Market news was mixed this week as could be expected in these bumpy economic times. On the negative side, first-time unemployment claims inched upwards (to 1.1 billion from 976 million) as the labor market’s uneven recovery continues and U.S. consumer confidence cratered to a 6-year low. The consumer confidence index fell to 84.8 this month from 91.7 in July. On the plus side of the ledger, the U.S/China trade deal appears to have been resuscitated, U.S. home sales increased at a record rate for the second straight month, and the purchasing managers’ indexes for both the manufacturing and service sectors grew at a higher than anticipated rate.
ETFs
ETFs took in $2.3 billion of net new money. Taxable bond ETFs (+$2.8 billion) were responsible for all of the net inflows while equity ETFs (-$527 million) and tax-exempt ETFs (-$20 million) both saw money leave. The largest individual net inflows for taxable bond ETFs belonged to two below-investment-grade products as iShares iBoxx $ High Yield Corporate Bond ETF (HYG) and Xtrackers USD High Yield Corporate Bond ETF (HYLB) grew their coffers by $797 million and $316 million, respectively. The largest net negative flows for equity ETFs were attributable to SPDR S&P 500 ETF (SPY, -$1.5 billion) and Invesco S&P 500 Low Volatility ETF (SPLV, -$459 million).
Equity Mutual Funds
Equity mutual funds (-$7.2 billion) suffered net outflows for the eighteenth consecutive week.
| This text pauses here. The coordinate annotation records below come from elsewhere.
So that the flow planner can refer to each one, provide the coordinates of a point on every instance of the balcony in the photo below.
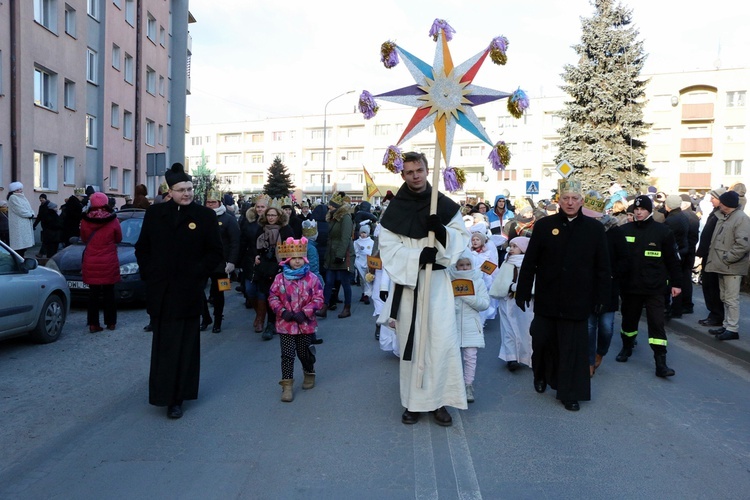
(697, 181)
(698, 112)
(696, 146)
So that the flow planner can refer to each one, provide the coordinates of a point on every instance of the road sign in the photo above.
(564, 168)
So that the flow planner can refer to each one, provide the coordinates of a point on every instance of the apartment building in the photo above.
(92, 92)
(698, 140)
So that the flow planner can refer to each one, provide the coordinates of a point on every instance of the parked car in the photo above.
(131, 288)
(35, 300)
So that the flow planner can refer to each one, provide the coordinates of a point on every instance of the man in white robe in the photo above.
(404, 252)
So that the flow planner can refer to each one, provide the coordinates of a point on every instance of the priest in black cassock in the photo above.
(178, 248)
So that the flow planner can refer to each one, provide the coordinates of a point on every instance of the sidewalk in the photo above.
(688, 325)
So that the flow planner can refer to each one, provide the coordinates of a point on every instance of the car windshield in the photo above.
(131, 229)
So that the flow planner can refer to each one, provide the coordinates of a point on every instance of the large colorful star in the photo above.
(443, 96)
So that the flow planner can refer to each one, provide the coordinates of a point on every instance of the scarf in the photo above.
(269, 237)
(295, 274)
(407, 213)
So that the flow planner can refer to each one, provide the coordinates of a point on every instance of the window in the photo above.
(130, 12)
(151, 27)
(70, 20)
(45, 13)
(733, 167)
(129, 68)
(69, 170)
(115, 118)
(150, 132)
(45, 170)
(735, 133)
(736, 99)
(116, 56)
(127, 125)
(113, 173)
(91, 63)
(69, 94)
(44, 88)
(92, 8)
(150, 81)
(90, 131)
Domestic equity funds (-$6.2 billion) were responsible for the majority of the net outflows while non-domestic equity funds accounted for $1.0 billion of the total net negative flows. At the peer group level, the largest net outflows belonged to Large-Cap Growth Funds (-$1.2 billion) and International Multi-Cap Core Funds (-$476 million) among the domestic and non-domestic fund universes, respectively.
Fixed Income Mutual Funds
The taxable bond (+$5.9 billion) and tax-exempt bond (+$1.0 billion) fund groups both continued their long runs of consecutive net inflows. The largest net-positive flows for taxable bond funds belonged to the Core Plus Bond Funds (+$1.3 billion) and Core Bond Funds (+$1.0 billion) peer groups while for tax-exempt bond funds, Short Muni Debt Funds (+$518 million) led the way.
Money Market Mutual Funds
Money market funds experienced net outflows (-$4.6 billion) for the fifth straight week. The net negative flows were driven by Institutional U.S. Government Money Market Funds (-$15.1 billion) while the largest net inflow among the peer groups belonged to Institutional U.S. Treasury Money Market Funds (+$5.5 billion).